At some point, I was downstairs in my home office when Amy called down to me that the groundhog was in the backyard and would I let the dog out to chase him. After what happened last time (me pulling a very eager dog off a very scared young groundhog), I didn’t think this was such a good idea. But, I went up to the kitchen to look out the back door. I thought that, if the groundhog were inside the confines of the Chickenland fence, we could let the dog out just to give the groundhog a good scare.
Well, he wasn’t in Chickenland, and he wasn’t a small animal like the last time. But, he was more than two-thirds of the way to the escape route under the back fence. So I decided to let the dog out. With that kind of a head start, I was sure he would get away and, perhaps, never return. But for some reason, as the dog scampered down the stairs from our back deck, the groundhog failed to perceive the danger and was slow to respond.
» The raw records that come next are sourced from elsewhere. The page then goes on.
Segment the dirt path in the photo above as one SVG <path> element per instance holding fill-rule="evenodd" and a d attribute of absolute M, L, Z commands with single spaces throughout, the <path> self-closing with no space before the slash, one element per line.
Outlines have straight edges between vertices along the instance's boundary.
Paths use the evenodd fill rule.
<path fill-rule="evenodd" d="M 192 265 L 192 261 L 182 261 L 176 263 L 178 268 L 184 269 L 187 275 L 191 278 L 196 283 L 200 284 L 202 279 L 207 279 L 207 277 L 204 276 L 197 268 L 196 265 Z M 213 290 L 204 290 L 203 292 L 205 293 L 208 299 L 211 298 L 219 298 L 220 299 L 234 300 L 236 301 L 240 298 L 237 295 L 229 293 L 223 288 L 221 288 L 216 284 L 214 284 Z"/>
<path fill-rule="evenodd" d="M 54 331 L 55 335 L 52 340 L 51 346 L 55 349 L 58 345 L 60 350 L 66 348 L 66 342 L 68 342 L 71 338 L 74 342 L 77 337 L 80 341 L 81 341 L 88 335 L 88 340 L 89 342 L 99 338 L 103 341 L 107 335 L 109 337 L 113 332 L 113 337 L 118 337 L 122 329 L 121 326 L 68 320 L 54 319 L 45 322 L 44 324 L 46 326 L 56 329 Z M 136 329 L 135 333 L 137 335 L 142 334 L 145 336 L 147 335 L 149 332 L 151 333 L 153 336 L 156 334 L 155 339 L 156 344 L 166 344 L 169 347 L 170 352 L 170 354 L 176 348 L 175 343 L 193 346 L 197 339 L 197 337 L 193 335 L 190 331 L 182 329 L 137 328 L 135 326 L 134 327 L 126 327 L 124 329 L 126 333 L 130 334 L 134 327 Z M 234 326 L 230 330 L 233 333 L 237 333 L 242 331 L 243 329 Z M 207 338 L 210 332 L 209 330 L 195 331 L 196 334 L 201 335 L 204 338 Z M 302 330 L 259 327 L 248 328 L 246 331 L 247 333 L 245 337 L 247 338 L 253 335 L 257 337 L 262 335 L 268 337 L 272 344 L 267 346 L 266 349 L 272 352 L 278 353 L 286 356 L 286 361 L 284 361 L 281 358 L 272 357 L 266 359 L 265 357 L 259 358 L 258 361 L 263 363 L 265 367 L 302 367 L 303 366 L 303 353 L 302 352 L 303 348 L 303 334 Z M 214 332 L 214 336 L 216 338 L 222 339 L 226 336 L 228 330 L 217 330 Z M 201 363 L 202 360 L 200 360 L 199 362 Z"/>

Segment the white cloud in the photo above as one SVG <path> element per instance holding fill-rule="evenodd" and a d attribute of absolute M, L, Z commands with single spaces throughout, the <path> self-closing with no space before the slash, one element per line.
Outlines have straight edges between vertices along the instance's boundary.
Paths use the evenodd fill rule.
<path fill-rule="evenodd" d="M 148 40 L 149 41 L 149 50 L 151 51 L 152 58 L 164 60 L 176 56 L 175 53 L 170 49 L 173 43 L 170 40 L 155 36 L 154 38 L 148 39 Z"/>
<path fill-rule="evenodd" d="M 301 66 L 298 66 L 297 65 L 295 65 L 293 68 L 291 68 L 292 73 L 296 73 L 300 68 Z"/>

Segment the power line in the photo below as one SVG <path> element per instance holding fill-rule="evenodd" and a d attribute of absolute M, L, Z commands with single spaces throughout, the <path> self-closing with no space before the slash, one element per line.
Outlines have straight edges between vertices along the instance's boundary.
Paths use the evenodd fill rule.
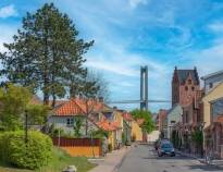
<path fill-rule="evenodd" d="M 117 100 L 117 101 L 109 101 L 108 103 L 140 103 L 140 102 L 154 102 L 154 103 L 170 103 L 171 100 Z"/>

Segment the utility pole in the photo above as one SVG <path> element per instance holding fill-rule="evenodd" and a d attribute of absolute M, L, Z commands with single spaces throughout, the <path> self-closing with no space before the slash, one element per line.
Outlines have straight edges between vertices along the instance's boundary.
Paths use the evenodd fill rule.
<path fill-rule="evenodd" d="M 148 66 L 140 67 L 140 110 L 148 111 Z"/>

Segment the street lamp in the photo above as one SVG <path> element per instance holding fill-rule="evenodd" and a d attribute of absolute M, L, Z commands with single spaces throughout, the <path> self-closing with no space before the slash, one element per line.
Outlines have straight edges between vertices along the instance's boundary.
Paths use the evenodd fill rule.
<path fill-rule="evenodd" d="M 202 150 L 201 150 L 201 157 L 203 157 L 203 149 L 205 149 L 205 143 L 206 143 L 206 139 L 205 139 L 205 137 L 206 137 L 206 135 L 205 135 L 205 133 L 203 133 L 203 127 L 205 127 L 205 125 L 206 125 L 206 122 L 201 122 L 200 123 L 200 126 L 201 126 L 201 132 L 202 132 Z"/>

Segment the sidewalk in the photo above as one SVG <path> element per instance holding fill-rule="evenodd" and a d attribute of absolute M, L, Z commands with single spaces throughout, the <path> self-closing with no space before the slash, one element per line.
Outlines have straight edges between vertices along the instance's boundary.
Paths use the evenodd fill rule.
<path fill-rule="evenodd" d="M 120 150 L 108 153 L 104 159 L 89 159 L 90 162 L 98 164 L 89 172 L 115 172 L 131 149 L 132 147 L 123 147 Z"/>
<path fill-rule="evenodd" d="M 187 152 L 182 152 L 179 150 L 176 150 L 176 152 L 178 155 L 182 155 L 182 156 L 185 156 L 185 157 L 189 157 L 189 158 L 193 158 L 193 159 L 196 159 L 198 160 L 199 162 L 201 163 L 206 163 L 206 159 L 205 158 L 200 158 L 200 157 L 196 157 L 195 155 L 191 155 L 191 153 L 187 153 Z M 223 169 L 223 160 L 212 160 L 211 164 L 210 165 L 214 165 L 215 168 L 218 169 Z"/>

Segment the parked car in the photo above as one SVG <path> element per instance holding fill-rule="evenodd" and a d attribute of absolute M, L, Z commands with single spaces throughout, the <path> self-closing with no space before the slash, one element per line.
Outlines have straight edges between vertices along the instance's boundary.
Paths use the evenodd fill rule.
<path fill-rule="evenodd" d="M 160 145 L 162 145 L 164 143 L 171 143 L 171 142 L 169 139 L 166 139 L 166 138 L 158 139 L 157 142 L 154 142 L 154 149 L 158 151 Z"/>
<path fill-rule="evenodd" d="M 162 143 L 158 148 L 158 156 L 162 157 L 164 155 L 169 155 L 171 157 L 175 156 L 175 149 L 173 147 L 173 144 L 171 144 L 170 142 Z"/>

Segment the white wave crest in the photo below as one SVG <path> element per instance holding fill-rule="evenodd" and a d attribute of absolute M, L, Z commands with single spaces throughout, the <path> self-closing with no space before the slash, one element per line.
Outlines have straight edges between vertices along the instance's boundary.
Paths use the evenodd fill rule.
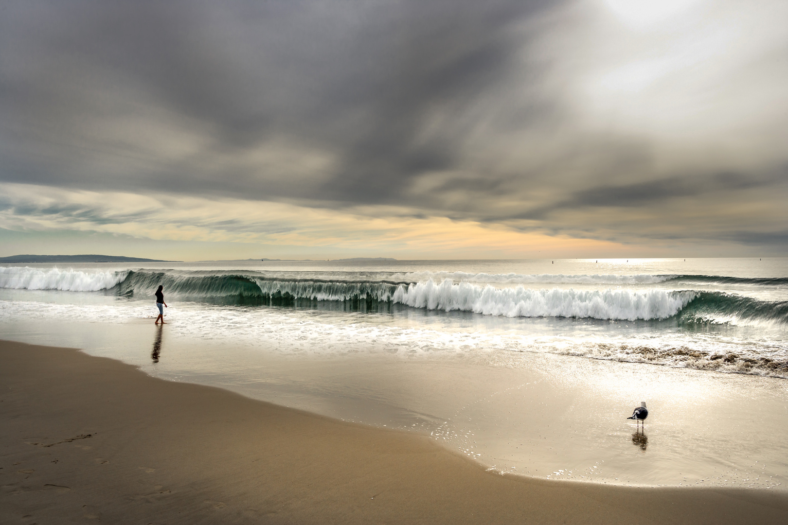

“Run, you damned fool!” I yelled.
His reaction was to turn and slowly lope towards the fence, and not even to that part of it where the escape tunnel is located. Needless to say, Granddog grabbed him before he got away and I had to run out there and pull him off yet another groundhog. There is a danger in this, as the groundhog is not likely to appreciate that I am its rescuer, and may very well end up biting me. Have you ever seen groundhog’s teeth?
Fortunately, this time Granddog cooperated better than the last time, when I had to carry him struggling all the way into the house.
It looks like we are going to have him for about a week over Thanksgiving. This will be the true test of whether we should get a dog of our own. We miss him a lot when he is not with us and both Amy and I have been alternately longing for a dog and swearing that we will never get one. In tune with all this, we went over to see Roscoe the other day. Roscoe is up for private adoption, as seen on the Blog and a poster on the bulletin board downtown by Mr. Fub’s.
Roscoe is some dog! He is so smart that he listens to every word of human conversation and if the word “sit” happens to come out, his butt will suddenly hit the floor. He reacts immediately to all the usual commands, except maybe “heel!” I have never seen a dog respond so fast. We fell in love with him as soon as we saw him, but the problem for us is our chickens and our house birds. Granddog likes to scatter the chickens from the other side of the fence, but they are getting used to each other. I’m pretty sure he could be trained not to do that, because, in just a short time, we have taught him to ignore our parrots. But, as smart as Roscoe is, I don’t think he can share a home with another pet, except another dog. Be that as it may, Roscoe’s name keeps coming up around our house.
I have visions of Granddog, Roscoe and the groundhog someday cavorting together in our backyard.